The first report comes from the British Medical Journal, where a panel of international experts claim that knee arthroscopy – keyhole surgery which attempts to relieve pain and improve movement – should not be performed in all but a few instances, based on new evidence that it doesn’t result in a lasting improvement in pain relief or function.
Knee arthritis treatments: one slice doesn’t fit all
The panel – made of bone surgeons, physiotherapists, clinicians and patients with a record of degenerative knee disease – came to the conclusion that surgery was no more effective than exercise therapy. To quote one of the panel members; “Knee arthroscopy has been oversold as a cure-all for knee pain.”
We agree with this article’s opinion that keyhole surgery in patients with wear and tear changes is often of no value. However, in a tailored or individualised approach, there are situations where specific pieces of cartilage or meniscus are causing very specific or mechanical symptoms, and by targeting these with an arthroscopy there can be some benefit obtained.
In other words, this often comes down to understanding the condition and understanding what the arthroscopy is able to achieve. It can certainly never cure arthritis in a knee, but it can certainly make some other symptoms more bearable.
The drugs don’t work – they just make you worse
The second article – from the Journal of the American Medical Association – addresses the use of steroid injections in order to treat patients with symptomatic knee osteoarthritis. A two-year study conducted by the Tufts Medical Center in Boston tracked the progress of 70 patients suffering from symptomatic knee OA – half of whom received a course of corticosteroid injections, while the other half received a course of placebos.

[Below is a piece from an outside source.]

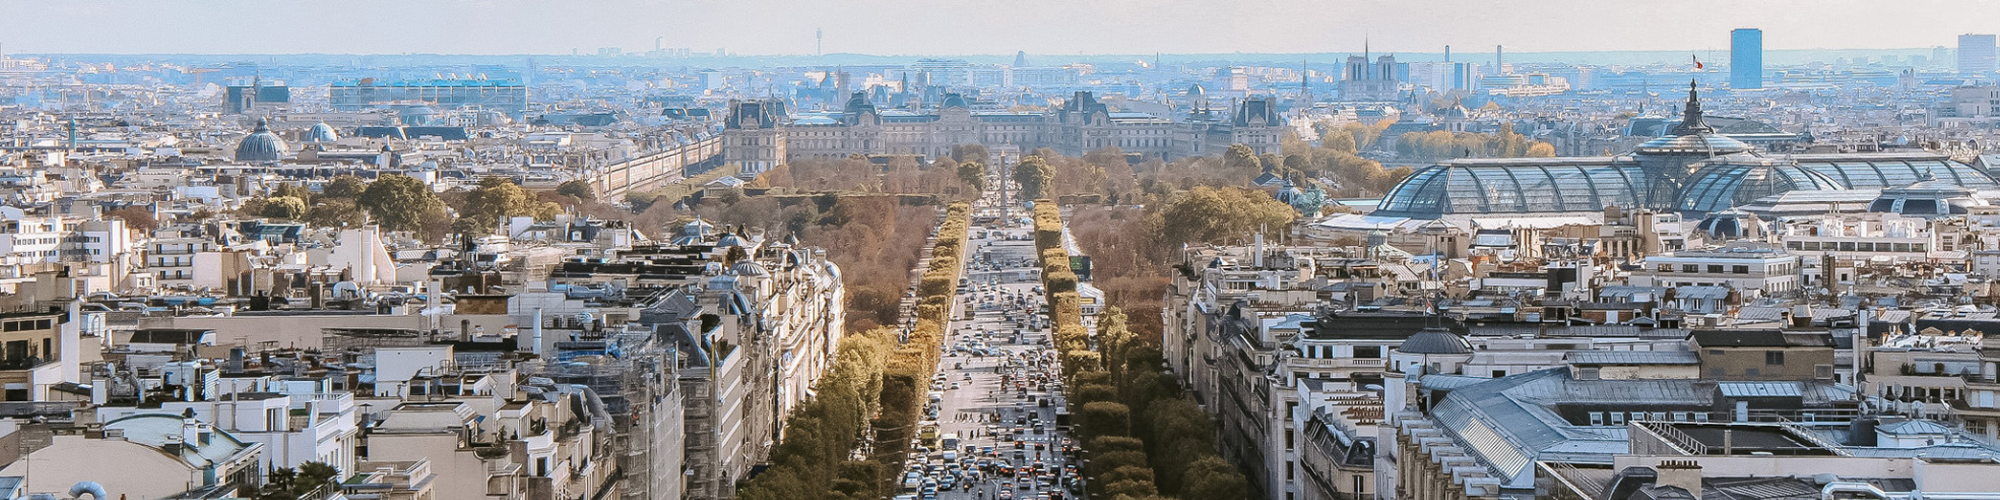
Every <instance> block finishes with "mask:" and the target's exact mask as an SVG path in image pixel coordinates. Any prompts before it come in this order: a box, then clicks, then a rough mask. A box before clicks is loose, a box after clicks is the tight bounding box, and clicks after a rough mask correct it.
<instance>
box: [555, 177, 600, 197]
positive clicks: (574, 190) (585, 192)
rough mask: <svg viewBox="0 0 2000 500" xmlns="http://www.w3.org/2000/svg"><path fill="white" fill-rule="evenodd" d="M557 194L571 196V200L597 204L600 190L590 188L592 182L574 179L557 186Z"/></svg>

The results? Compared with the group who received placebos (who experienced an average cartilage thickness loss of 0.1mm), the group on steroids experienced an average thickness loss of 0.21mm – over twice as much degeneration2.
My response to this is very much along the same lines as the keyhole surgery report. We use steroids from time to time with patients, but we also take great pains to explain that it doesn’t cure the problem: what steroids can do is make a very swollen, painful knee more comfortable for a period of time afterwards.

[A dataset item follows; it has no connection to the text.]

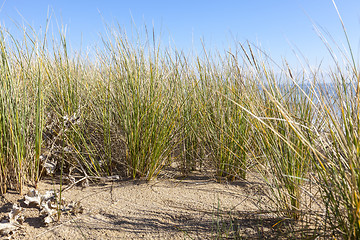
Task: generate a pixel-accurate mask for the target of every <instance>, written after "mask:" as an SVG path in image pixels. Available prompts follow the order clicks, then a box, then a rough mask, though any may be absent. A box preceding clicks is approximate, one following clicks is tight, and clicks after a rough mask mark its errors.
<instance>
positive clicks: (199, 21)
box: [0, 0, 360, 65]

The long-term future of the knee is much less affected: we certainly wouldn’t give steroids to a patient every three months over a two-year period, because of my concern about the longer-term function of the knee – something that seems supported by their evidence.
What both these studies spell out is that the viewpoint on how best to treat knee arthritis is always shifting, and it’s crucial for practitioners to keep up with and react to these developments. It’s also hugely important that sufferers of knee arthritis are kept in the loop and are under no illusions to the fact that there isn’t a magic solution to their ailment. There are advantages of a more conservative management regime such as exercise therapy over arthroscopic surgery: no need for an operation, no recovery time, no surgical pain and inconvenience. Yet, for the right patient, surgery or steroids can work.